I think photographers would agree that photos have always changed history and now, while in different mediums, it’s more important than ever.  The International Center of Photography has designating 2017 as “The Year of Social Change.”


That means a 12-month schedule of shows focused on photography’s relationship to society, culture, and politics. The first exhibition, Perpetual Revolution: The Image and Social Change, features Black Lives Matter, gender fluidity, climate change, terrorist propaganda, the refugee crisis, and the alt-right.

All the topics we’re seeing in the news. The NYT welcomes the showcase and says it’s, “Committedly topical as anything the center has done.” And, it looks different than a typical museum show because digital media — smartphone videos, Twitter outtakes, Instagram feeds — outnumber photographic prints.

Here’s the show’s description from their news release. See the show at the ICP Museum in lower Manhattan.

Perpetual Revolution examines the relation between the overwhelming image world that confronts us, and the volatile, provocative, and often-violent world it mirrors.
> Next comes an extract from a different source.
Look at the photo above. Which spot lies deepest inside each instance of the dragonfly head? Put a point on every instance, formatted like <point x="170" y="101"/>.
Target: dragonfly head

  • Black Lives (Have Always) Mattered explores the connection between virtual discourse and the physical effects of protest against institutional racism in the U.S. Curated by Kalia Brooks, this section includes images and videos that have helped propel the #BlackLivesMatter movement “from social media to the streets.” It strives to raise critical awareness about collective identification facilitated by the Internet and how that ultimately becomes part of the overarching way in which media depicts the Black body as catalyst for social, cultural, and political change.
  • The Fluidity of Gender Gender explores how digital connectivity is fostering and evolving the representation of the gender-fluid constituencies online. Organized by Carol Squiers, in collaboration with Quito Ziegler, this section explores the queer and trans community’s range of creative, social, and political self-expression—in the form of projected, streamed, and printed photographs, films, and music videos.
  • Climate Changes presents still and moving images from a variety of makers and platforms, raising awareness of the threat of rising global temperatures and helping to sound the alarm bell about both the immediate and long-term consequences. Curated by Cynthia Young, this component of Perpetual Revolution also highlights the intersection of climate change with the other issues explored in the exhibition.
  • ISIS and the Terror of Images delves into the massive effort constructed by ISIS (the Islamic State of Iraq and Syria, which is also known as ISIL or Daesh) to produce and distribute highly visual material to appeal to disaffected people around the globe. The section aims to study and demystify the activities of a powerful and violent political machine and its skillful use of propaganda, which blasts endless streams of photographs, videos, and texts across multiple online platforms. Organized by Squiers, in collaboration with Akshay Bhoan, it features photographs and videos, in English, Arabic, and other languages, arranged in thematic streams and displayed on cell phones, iPads, and monitors in the galleries.
  • The Flood: Refugees and Representation looks at how the instantaneous dissemination of images is affecting the global conversation about the European refugee crises. The chronic use of the word “flood” to characterize the mass migration from Syria, Afghanistan, Iraq, and northern Africa to European countries imbues the event with fear and a sense of loss of control. What message do we get from the images of the crises? Curated by Joanna Lehan, the section explores this question through photographs made by photojournalists and artists as well as those made by refugees themselves.
  • The Right-Wing Fringe and the 2016 Election addresses images circulated by a collection of Internet writers, publishers, and personalities espousing extremist views, who have received increased attention in the past two years—and especially in the months leading up to the 2016 presidential election. Curated by Susan Carlson and Claartje van Dijk, this section looks at images and information circulated by the self-proclaimed “alt-right”—a moniker designed to underscore their break from “establishment” conservatives—and the power imbued upon them via the Internet and social media platforms. Through circulation, these images can be divorced from their larger contexts and their messages are amplified by their repetition, including by top political figures.